‘Exclusive’ The Times’ continued lickspittle repetition of government gossip during a pandemic is a disgrace
Oh and Matt Chorley’s Andy Kauffman-style act as a man who understands nothing is a work of genius.
The word ‘exclusive’ has been so debased by the British press its like it has spent its entire career following Ron Jeremy around with a mop and bucket. What an exclusive should mean is a story that journalists have unconverted and which no other outlet has yet published. But in the hands of newspapers like The Sun and The Times, “exclusive” often means “something the government briefed us on before other newspapers and, most crucially, Parliament and the public”.
I had a semi-blessed day mostly off social media yesterday as I battled with moving, but waking up at 4am after sleeping the well-earned sleep of a man who has had to explain to sceptical removal men that “yes, that sofa will fit through that door”, I logged back on to Twitter, the curséd bird site, to discover a new Times ‘exclusive’:
The government will announce a new national lockdown on Monday and it decided to shit on our weekends by handing that news to reporters at The Times who were waiting eagerly, mouths open, for more lovely worms from the government, like credulous baby birds. If they’re lucky, Lee Cane and Dominic Cummings will even chew the wriggling lies up for them first — so efficient, delicious and exclusive.
Journalists who crow about ‘exclusives’ that are hand-fed to them by government sources or powerful PR people, all the time cloaking those bastards in unearned anonymity, are truly pathetic. It requires no skill, beyond the ability to provide a tongue colonic to powerful contacts, and is actually intensely embarrassing.
Pointing to an ‘exclusive’ that you got because someone rang you up and gave it to you is the journalistic equivalent of a toddler proudly showing off a pile of shit in their potty — it’s a part of the process and they did the bare minimum to make it happen.
I find the dick-swinging, back-slapping, wall-pissing, pseudo-journalism of fake exclusive chasing and marketing pathetic in normal times. During a pandemic, with stories that involve the physical and mental health of the nation, I find it deplorable to the point of contempt.
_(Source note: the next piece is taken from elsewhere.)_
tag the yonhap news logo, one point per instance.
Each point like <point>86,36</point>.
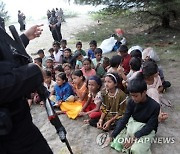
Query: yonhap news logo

While The Times bosses shower their political editors with praise when they manage to be tossed morsels by the Number 10 press operation — so connected! the paper the people in power read! — they are acting against the interests of the public and as a megaphone for a court of corrupt and contemptible charlatans and grifters. But “buy a paper”, yeah?
And as I’m on the subject of charlatans…
Matt Chorley published a thread on Twitter about the EHRC report in antisemitism in the Labour Party which was as heavy on emotional guff, performative anger, and cheap sentimentality as you’d expect from a man whose radio show is comprised largely of crap puns and obsequious deference to his ‘betters’. That he also writes a weekly ‘comedy’ column for The Times taking a sideways look at the political news — 🙄— merely adds to the enduring horror of his media career.
Ever the self-publicist, Chorley even manages to start his thread with a reference to his comedy show, a production with all the cheer of an open grave. This is the same Matt Chorley who, after launching a Twitter World Cup to find the best Prime Minister We Never Had, threw a series of Verruca Salt-style tantrums on his radio show about “Corbynistas rigging the contest”. And how did his eternal enemy achieve this? Well, they… uh… voted in his polls.
Matt Chorley is a man who shares the pages of The Times with Anders Brevik’s favourite columnist, Melanie Phillips, and ‘banters’ four days a week with Times Radio’s Chief Political Correspondent, Tom Newton-Dunn, who published a story on the front page of The Sun that relied on neo-Nazi websites for its core information. Is Matt Chorley, long-time recipient of a wage from Rupert Murdoch — Sauron with a taste for trophy wives and manipulating elections — really in a position to lecture anyone about proximity to racists? The Times also has a tendency to blow racist dog whistles with greater alacrity than a fascist trainer at a Crufts-style show for Nazis who really love their cockapoos and want a white ethno-state.
It used to be said that The Sun was the reprobate of the Murdoch empire and The Times its respectable older sibling. I don’t think that’s true. I think The Times is simply The Sun with a taste for higher scoring Scrabble words and a love for coating its sexism, racism, and squalor in layers of classism, prevention, and pseudo-analytical rigour. The two papers share the same stable and stink of the same shit. Shame on them… exclusively.